Les banques américaines disposent structurellement de marges et de rentabilités plus élevées, leur donnant plus de latitude pour absorber un ralentissement. Cet écart explique pourquoi elles peuvent supporter plus longtemps la baisse des taux — leur capacité bénéficiaire leur procure un coussin intégré dont beaucoup de banques européennes manquent encore.

Les bilans, quant à eux, sont solides des deux côtés. La qualité du crédit est bonne, les prêts non performants sont faibles et les coussins de capital sont solides — environ 16 % de CET1 (ratio de fonds propres de base de catégorie 1) pour l’Europe, 12 à 14 % pour les grandes banques américaines. Cela donne aux deux régions la possibilité d’absorber des bénéfices plus faibles sans réduire immédiatement les dividendes ou les rachats d’actions.

Macro & Risques

La BCE semble proche d’avoir terminé ses baisses, ce qui écarte le spectre des taux négatifs mais laisse l’Europe face à une croissance molle. La demande de crédit pourrait rester faible. Les États-Unis ont une chance d’atterrissage en douceur, ce qui pourrait stimuler la croissance du crédit, mais ils font face à leurs propres vents contraires : courbe des taux inversée, réglementation plus stricte et tensions croissantes dans le crédit à la consommation et l’immobilier commercial.

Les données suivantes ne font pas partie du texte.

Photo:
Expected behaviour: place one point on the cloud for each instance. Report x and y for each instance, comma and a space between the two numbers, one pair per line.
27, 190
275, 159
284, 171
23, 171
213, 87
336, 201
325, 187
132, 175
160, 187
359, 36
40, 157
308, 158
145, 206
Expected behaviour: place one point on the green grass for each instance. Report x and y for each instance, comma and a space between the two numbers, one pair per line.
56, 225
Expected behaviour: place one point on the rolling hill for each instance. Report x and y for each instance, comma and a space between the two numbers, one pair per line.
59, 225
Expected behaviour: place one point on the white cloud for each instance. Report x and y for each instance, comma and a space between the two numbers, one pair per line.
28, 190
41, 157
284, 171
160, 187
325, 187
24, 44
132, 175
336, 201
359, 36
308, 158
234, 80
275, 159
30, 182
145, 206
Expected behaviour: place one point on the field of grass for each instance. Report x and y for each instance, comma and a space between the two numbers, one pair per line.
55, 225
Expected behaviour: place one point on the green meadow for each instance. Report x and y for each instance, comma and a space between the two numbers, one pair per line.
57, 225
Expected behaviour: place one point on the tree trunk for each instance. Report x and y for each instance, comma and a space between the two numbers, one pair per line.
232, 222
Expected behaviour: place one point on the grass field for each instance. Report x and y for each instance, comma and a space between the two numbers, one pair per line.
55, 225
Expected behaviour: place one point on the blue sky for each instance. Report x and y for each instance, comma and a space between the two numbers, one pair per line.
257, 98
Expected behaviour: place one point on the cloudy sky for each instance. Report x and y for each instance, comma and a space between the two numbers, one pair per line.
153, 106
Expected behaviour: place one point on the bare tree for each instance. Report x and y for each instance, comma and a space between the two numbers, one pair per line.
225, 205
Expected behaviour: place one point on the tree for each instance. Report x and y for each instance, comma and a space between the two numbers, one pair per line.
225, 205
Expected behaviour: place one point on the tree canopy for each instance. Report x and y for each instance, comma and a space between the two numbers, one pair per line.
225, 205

Le véritable risque est une forte pression sur les marges si les taux chutent plus vite que prévu. Les banques européennes en souffriraient probablement les premières, mais les banques régionales américaines pourraient également avoir du mal. Un choc de crédit est une autre préoccupation : les prêteurs américains sont plus exposés aux cartes de crédit et aux prêts immobiliers, tandis que l’Europe pourrait vaciller si les coûts énergétiques s’envolent ou si les PME commencent à faire défaut. Ajoutez la carte politique — taxes exceptionnelles en Europe ou règles de capital plus strictes aux États-Unis — et aucune région n’aura la vie facile.

Conclusion

Si vous deviez choisir, les banques américaines auraient probablement un léger avantage. Leurs marges plus élevées et leurs sources de revenus diversifiées leur donnent plus de moyens de résister à la baisse des taux. Mais les banques européennes ne sont plus les acteurs fragiles d’autrefois — elles ont reconstitué leur capital, sont devenues plus efficientes et ont prouvé qu’elles pouvaient générer des rendements solides.

Pour les investisseurs, il ne s’agit peut-être pas de choisir un camp. La stratégie la plus avisée pourrait être d’observer l’évolution des marges et de la croissance des prêts au cours des prochains trimestres… et de garder un œil sur les deux.